Dava konusu taşınmazın kuzey bitişiğinde yer alan 664 parsel sayılı taşınmaz 1987 yılında yapılan kadastro sırasında davacının babası Abdullah Usta adına tespit edilmiş, şahıslar arasında görülen dava sonucu 05.03.1997 tarihinde kesinleşerek tapuya tescil edilmiş ve 2008 yılında kayden satış işlemi ile davacıya intikal etmiştir. Dosya içerisinde yer alan krokiler incelendiğinde, her ne kadar 664 parsel sayılı taşınmazın güney sınırı... Deresi’ne dayanmakta ise de şeklen dava konusu 221 ada 1 parsel sayılı taşınmazı kapsamadığı anlaşılmaktadır. Buna göre, derenin sonradan yatak değiştirip değiştirmediğinin uzman bilirkişilerce değerlendirilmesi gerekirken, mahkemece yerel bilirkişilerin 1965’ten sonra derenin aynı yatakta aktığı şeklindeki beyanlarına itibar edilmiş, dava konusu taşınmazın dere etkisinde kalıp kalmadığı hususunda jeoloji mühendisi bilirkişiden rapor alınmamış, taşınmazın evveliyatı, kullanım süresi ile niteliğini en iyi belirleme yönteminin hava fotoğrafları olduğu göz önünde bulundurulmadan soyut nitelikteki yerel bilirkişi ve tanık beyanlarına dayanılarak karar verilmiştir. Bu şekilde eksik araştırma ve incelemeye dayanılarak hüküm kurulamaz.
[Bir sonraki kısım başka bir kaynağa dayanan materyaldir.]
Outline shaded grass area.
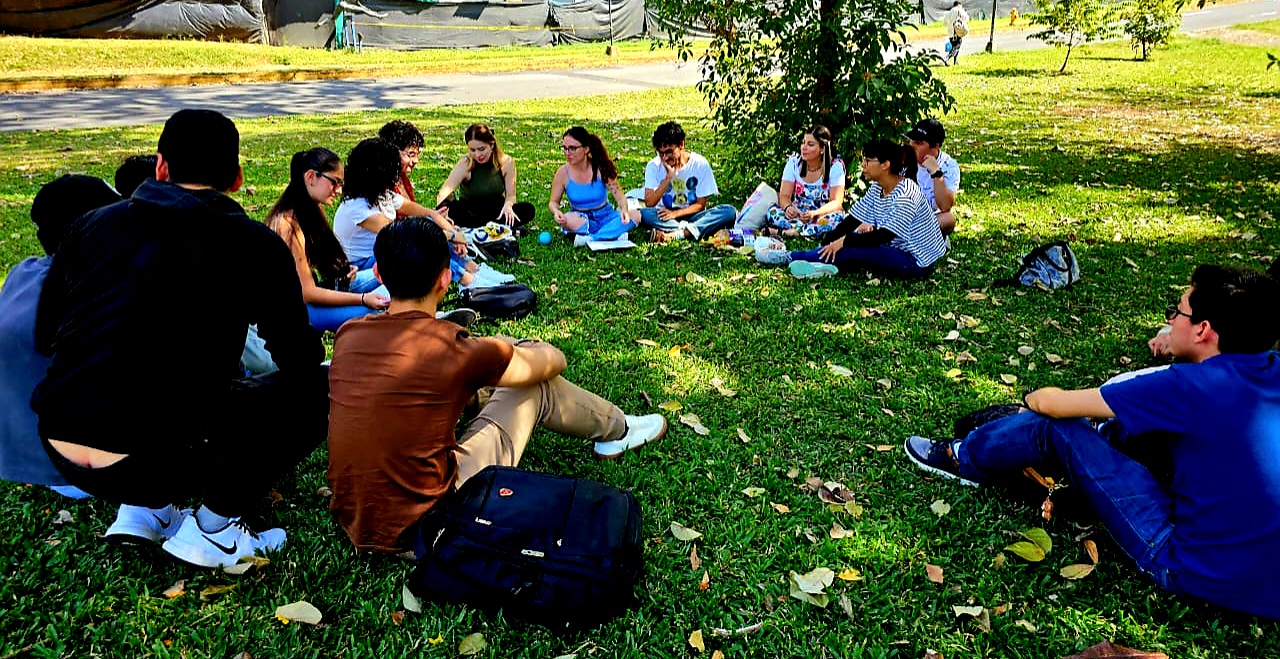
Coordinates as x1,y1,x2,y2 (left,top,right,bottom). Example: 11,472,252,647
0,37,696,81
0,34,1280,658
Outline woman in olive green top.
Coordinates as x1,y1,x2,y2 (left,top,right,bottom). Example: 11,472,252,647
435,124,534,226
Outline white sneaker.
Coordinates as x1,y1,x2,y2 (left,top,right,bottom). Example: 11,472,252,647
104,504,191,545
476,264,516,284
164,514,285,567
595,415,667,459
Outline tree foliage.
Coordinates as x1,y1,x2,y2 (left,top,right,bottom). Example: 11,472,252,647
1120,0,1183,59
1028,0,1116,73
646,0,954,188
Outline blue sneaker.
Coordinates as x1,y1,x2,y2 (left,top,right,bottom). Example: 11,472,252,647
791,261,840,279
902,435,978,488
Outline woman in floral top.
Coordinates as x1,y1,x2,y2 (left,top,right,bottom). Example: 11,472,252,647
764,125,845,238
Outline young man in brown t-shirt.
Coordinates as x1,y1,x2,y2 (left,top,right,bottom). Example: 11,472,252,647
329,218,667,552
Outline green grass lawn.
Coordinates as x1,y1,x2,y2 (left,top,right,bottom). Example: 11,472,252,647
0,34,1280,659
0,36,701,82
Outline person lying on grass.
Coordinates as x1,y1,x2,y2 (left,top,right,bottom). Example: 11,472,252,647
905,265,1280,618
756,139,947,279
329,218,667,553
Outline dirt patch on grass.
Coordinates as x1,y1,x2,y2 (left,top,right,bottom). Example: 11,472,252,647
1196,28,1280,47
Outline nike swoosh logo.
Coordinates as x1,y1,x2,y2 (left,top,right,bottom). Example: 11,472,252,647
205,535,237,554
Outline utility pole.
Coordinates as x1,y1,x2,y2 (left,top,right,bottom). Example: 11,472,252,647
987,0,996,52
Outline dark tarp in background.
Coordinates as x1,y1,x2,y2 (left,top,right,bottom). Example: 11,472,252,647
0,0,1033,50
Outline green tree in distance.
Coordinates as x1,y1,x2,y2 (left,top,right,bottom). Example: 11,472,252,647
1029,0,1116,73
646,0,954,188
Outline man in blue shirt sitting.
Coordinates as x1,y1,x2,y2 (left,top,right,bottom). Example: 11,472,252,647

Hal böyle olunca, doğru sonuca ulaşılabilmesi için mahkemece öncelikle, dava konusu taşınmazın tespit tarihi olan 2009 yılından 15-20-25 yıl öncesine ait farklı dönemlerde çekilmiş stereoskopik hava fotoğraflarından en az üç adedi Harita Genel Komutanlığından tarihleri açıkça yazılmak suretiyle istenilerek dosyaya konulmalı, bundan sonra mahallinde 3 ziraat mühendisi, jeodezi ve fotogrametri mühendisi ile jeoloji mühendisinden oluşacak bilirkişi heyeti eşliğinde yeniden keşif yapılmalı, bu keşifte jeodezi ve fotogrametri mühendisi bilirkişisine stereoskopik çift hava fotoğraflarının stereoskop aletiyle incelemesi yaptırılmalı, temin edilebilen en eski tarihli uydu fotoğrafları da değerlendirilmek suretiyle, çekişmeli taşınmazın önceki ve şimdiki niteliğinin, arazinin ekonomik amacına uygun olarak zilyetliğine ne zaman başlanıldığının ve güneyde yer alan derenin yatak değiştirip değiştirmediğinin belirlenmesine çalışılmalı; tanık ve yerel bilirkişi ifadeleri bilimsel esaslara ve maddi bulgulara dayanılarak hazırlanan bilirkişi raporlarıyla denetlenmeli; taşınmazın kadastro paftasındaki konumu bilgisayar programı aracılığıyla ölçekleri eşitlenmek suretiyle uydu ve hava fotoğraflarına aktarılmalı; ziraatçi bilirkişi kurulundan, taşınmazın zirai faaliyete konu olup olmadığı, zilyetliğin hangi tasarruflar ile sürdürüldüğü, kullanım sınırlarının oluşup oluşmadığı ve komşu parseller ile dava konusu taşınmaz arasında nitelik farkı olup olmadığı hususlarında bilimsel esaslara ve somut verilere dayalı ayrıntılı rapor istenmeli, jeoloji mühendisi bilirkişiden, dava konusu taşınmazın dere etkisinde kalıp kalmadığını, derenin yatak değiştirip değiştirmediğini açıklayan rapor alınmalı, bundan sonra toplanan tüm deliller birlikte değerlendirilip sonucuna göre karar verilmelidir. Mahkemece belirtilen hususlar yerine getirilmeden eksik araştırma ile hüküm kurulması isabetsiz olup, davalı Hazine vekilinin temyiz itirazları açıklanan nedenlerle yerinde bulunduğundan kabulüyle hükmün BOZULMASINA, yasal koşullar gerçekleştiğinde kararın tebliğinden itibaren 15 gün içinde karar düzeltme yolu açık olmak üzere, 25.12.2019 gününde oybirliğiyle karar verildi.